Archibald John Motley was born on October 7th, 1891 in New Orleans, soon after his family moved to Chicago which would become his childhood home. Motley’s sister Florence *Flossie* Motley was born 1895 a year after the move. Motley attended Englewood High school and received a full ride scholarship for architecture at the Chicago Armour Institute but turned it down to go to the School of Art Institute Chicago. Motley’s studies at the Art Institute were focused on the human figure and art history. Motley after college “began painting primarily portraits, and he produced some of his best-known works during that period, including Woman Peeling Apples (14), a portrait of his grandmother called Mending Socks (1924), and Old Snuff Dipper (1928.)” (Naomi Bloomberg). A breakout piece he produced was Mending Socks a portrait of his grandmother knitting socks with a portrait of her hanging on the wall behind his grandmother. The illustration was taken very well by critics and even earned him a Harmon Foundation award. in 1924 Motley married Edith Granzo, a white woman he had dated in secret during high school. His wife inspired him to paint many portraits of her. In 1925 Archibald Motley starred in a one-man art exhibit in New York City the first African American to do so. In 1928 he started releasing his jazz-inspired works which received critical acclaim. In 1929 Motley received a Guggenheim Fellow and moved to Paris, There he started releasing jazz-inspired works which brought fame like none of his works before. During the Great Depression Motley was subsidized by the government to paint the conditions of the people.In 1948 Archibald Motley’s wife died he stopped painting for eight years, working instead at a company that manufactured hand-painted shower curtains” (Naomi Bloomberg). Motley’s return to art after the assassination of Martin Luther King JR. The Assassination inspired him to make his final work: The First One Hundred Years, where “Motley captured in a single painting how the optimism of the Civil Rights movement crumbled in the wake of the assassination of Dr. Martin Luther King Jr. and racial unrest”(Emily Shire). Archibald Motley died shortly after the showing of The First One Hundred Years on January 16th, 1981 in Chicago.

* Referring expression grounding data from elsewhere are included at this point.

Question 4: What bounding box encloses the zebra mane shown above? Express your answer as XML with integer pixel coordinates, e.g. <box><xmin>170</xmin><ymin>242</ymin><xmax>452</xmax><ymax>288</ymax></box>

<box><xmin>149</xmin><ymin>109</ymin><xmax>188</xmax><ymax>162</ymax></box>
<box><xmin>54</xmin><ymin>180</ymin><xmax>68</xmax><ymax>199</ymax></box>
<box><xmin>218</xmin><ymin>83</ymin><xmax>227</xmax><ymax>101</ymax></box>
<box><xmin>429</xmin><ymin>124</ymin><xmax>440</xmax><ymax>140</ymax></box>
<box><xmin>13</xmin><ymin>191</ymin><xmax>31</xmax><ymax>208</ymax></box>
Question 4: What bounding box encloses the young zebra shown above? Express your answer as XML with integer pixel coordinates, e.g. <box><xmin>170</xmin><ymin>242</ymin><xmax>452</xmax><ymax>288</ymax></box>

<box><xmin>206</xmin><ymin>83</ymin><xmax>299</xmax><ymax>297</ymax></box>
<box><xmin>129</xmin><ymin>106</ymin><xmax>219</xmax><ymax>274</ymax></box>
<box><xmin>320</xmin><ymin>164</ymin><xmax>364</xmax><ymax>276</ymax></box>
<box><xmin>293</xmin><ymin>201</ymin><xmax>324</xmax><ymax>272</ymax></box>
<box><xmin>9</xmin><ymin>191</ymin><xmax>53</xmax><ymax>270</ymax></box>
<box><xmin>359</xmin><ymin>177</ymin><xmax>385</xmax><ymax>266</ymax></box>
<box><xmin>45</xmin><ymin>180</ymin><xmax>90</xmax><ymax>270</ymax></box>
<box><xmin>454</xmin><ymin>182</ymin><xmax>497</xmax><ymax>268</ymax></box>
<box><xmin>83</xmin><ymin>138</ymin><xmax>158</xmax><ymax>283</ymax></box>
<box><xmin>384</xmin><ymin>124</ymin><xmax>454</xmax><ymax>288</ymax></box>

Archibald Motley’s first artistic interests sprouted in the Chicago Art Institute where he first studied the human form which combined with nightlife and jazz inspired allowed the formation of a unique style. Motley’s grandmother is a commonly focused on figure, having two dedicated portraits which gave him early success because of the undertones and complex details giving meaning to his work. Motley had a lot of European influence for example his depiction of the human form was taken from a lot of Renaissance works. His influence to the Harlem Renaissance was bringing out a sort of elegance to black people through minor details and an undermining of racism
Motley combined old English works focusing on the human form with the nightlife of the city. Motley’s style was unique compared to other Harlem Renaissance Artists who focused on highlighting the negative areas of African American lifestyle while Motley showed positive and negative sides of African American life. Motley was trying to show that African Americans could be as cultured as white people, “His 1948 Portrait of a Cultured Lady is a strikingly restrained yet powerful image of a regal, sophisticated older African-American woman sitting in a modern-looking home while one of Motley’s own paintings hangs on the wall behind her.” (Emily Shire). The picture itself is a restrained protest against the racism of the time just like the majority of his art.

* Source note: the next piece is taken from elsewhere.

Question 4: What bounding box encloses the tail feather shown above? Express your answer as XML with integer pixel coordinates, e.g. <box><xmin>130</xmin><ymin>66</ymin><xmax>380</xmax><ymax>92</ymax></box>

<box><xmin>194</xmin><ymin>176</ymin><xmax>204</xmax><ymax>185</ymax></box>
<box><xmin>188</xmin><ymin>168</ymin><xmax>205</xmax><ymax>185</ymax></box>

Archibald Motley an Artist mostly looked over when looking at the Harlem Renaissance showed significant impact towards Black culture and civil rights. Portraits of Blacks in Motley’s works show that Blacks were just as refined as anyone else could be by subtle details. Motley showed Black culture like no other artists, he focused on aspects that went against stereotypes and painted a more refined picture of Black people.